The main story begins in colonial India with the young, neglected, and selfish Mary Lennox (Gennie James) waking in the night to find her servants not answering and her parents having a late dinner party. The dinner guests discuss a cholera epidemic that is infesting the region, but Mary's vain shallow mother cares only about attending another party. Only moments later, Colonel Harry Lennox collapses. The following morning, Mary wakes to find her neglectful parents dying and all their servants either dead or fled. She is discovered by English officers and is soon sent to live with a school friend of her late father's named Mr. Archibald Craven (Derek Jacobi), even though the two of them have met twice.

Mary is sent to Misselthwaite Manor, an isolated home on the moors of Yorkshire. She is shocked and disappointed when the servants do not defer to her as they did in India. While adjusting to life in England, Mary meets the maid Martha Sowerby (Cassie Stuart) who tells her the story of a secret walled garden that was locked up, with the key thrown away, after the late Mrs. Lilias Craven died there. Mary distracts herself from her loneliness and boredom by searching for the door to this garden. Eventually, she finds both door and key, only to learn that the garden has fallen to ruin. With the help of Martha's brother Dickon (Barret Oliver), Mary works to revive the garden.

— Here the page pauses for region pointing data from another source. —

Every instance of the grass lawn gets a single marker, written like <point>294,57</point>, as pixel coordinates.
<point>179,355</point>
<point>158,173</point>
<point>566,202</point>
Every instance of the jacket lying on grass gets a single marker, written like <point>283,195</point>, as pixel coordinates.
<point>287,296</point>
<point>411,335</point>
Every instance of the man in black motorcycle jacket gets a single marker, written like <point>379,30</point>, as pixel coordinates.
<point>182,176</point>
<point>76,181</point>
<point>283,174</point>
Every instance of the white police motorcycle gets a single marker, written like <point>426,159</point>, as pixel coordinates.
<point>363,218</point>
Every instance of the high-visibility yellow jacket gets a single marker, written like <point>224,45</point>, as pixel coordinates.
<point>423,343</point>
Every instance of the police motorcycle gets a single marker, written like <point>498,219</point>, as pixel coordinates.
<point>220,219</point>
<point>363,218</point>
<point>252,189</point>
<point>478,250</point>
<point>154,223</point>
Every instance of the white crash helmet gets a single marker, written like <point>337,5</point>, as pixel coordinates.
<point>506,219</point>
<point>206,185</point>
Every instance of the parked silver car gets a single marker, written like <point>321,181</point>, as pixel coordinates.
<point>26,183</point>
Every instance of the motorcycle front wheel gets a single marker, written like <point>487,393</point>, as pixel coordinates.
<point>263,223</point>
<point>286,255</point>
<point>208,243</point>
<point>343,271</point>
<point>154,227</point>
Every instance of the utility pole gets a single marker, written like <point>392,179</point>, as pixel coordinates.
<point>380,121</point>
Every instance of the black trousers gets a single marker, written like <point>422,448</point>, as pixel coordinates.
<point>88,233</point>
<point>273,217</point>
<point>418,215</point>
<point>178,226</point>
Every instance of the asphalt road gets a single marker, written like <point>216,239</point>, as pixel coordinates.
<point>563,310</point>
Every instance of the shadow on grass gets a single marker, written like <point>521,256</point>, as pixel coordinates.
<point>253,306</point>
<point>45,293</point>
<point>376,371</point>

Meanwhile, inside Misselthwaite Manor, Mary frequently wakes in the night to the ghostly sounds of sobbing. The servants insist that the sound is the wind, but one night Mary goes exploring and discovers Mr. Craven's bed-bound son Colin (Jadrien Steele), who weeps incessantly because he is convinced he is going to die. Everyone in the house hates him and hopes he will finally die because of his bad temper. The two gradually become friends as Mary tells him about his late mother's garden and how she and Dickon have been restoring it. At last Colin is curious enough that he demands to see this garden.

With Dickon's help, Mary takes Colin in his wheelchair to visit the garden in secret. Soon Colin declares that the garden must be magic, which inspires him to take his first steps unassisted. The house gardener Ben Weatherstaff (Michael Hordern), who has been spying on the children, witnesses this and is amazed. Ben offers to help revive the garden as well, and Colin tries to learn to stand and walk by himself.

Far away in London, Mr. Craven receives a letter from Dickon's mother Susan insisting he return to Misselthwaite Manor at once. Mr Craven arrives to discover the secret garden in full bloom, with the children gathered there. Colin rises and walks to his father for the first time, announcing that he is well now and will live forever and ever.

When the adult Mary finishes reminiscing, Ben Weatherstaff greets her and gives her the key to the secret garden. They discuss what happened to Dickon, who died in the war at the Forest of Argonne. Then the adult Colin (Colin Firth) enters the garden, having been wounded and released from the hospital. He says he has asked Mary to marry him before, but she never answered. She says she has been waiting for him to ask her in their garden. Colin proposes again, and Mary accepts.

==Cast==
- Gennie James as Mary Lennox
  - Irina Brook as Adult Mary Lennox
- Barret Oliver as Dickon Sowerby
- Jadrien Steele as Colin Craven
  - Colin Firth as Adult Colin Craven
- Billie Whitelaw as Mrs. Medlock
- Cassie Stuart as Martha Sowerby
- Michael Hordern as Benjamin Weatherstaff
- Derek Jacobi as Archibald Craven
- Lucy Gutteridge as Mrs. Lennox
- Julian Glover as Colonel McGraw
- Margaret Whiting as Nurse Boggs
- Philip Locke as Pitcher
- David Waller as Dr. Craven
- Pat Heywood as Mrs. Sowerby
- Carmel McSharry as Mrs. Gordy
- Tony Selby as Sergeant Barney
- Alison Doody as Lilias Craven (dream; cameos)
- Edward Tudor-Pole as John the Footman
- Stephen Dillane as Captain Harry Lennox
- Dominic Hawksley as Soldier

==Production==
===Filming===
Highclere Castle was used for interior and exterior settings of Misselthwaite Manor.

===Soundtrack===
The film uses Chopin's Nocturne no. 19 as its main theme.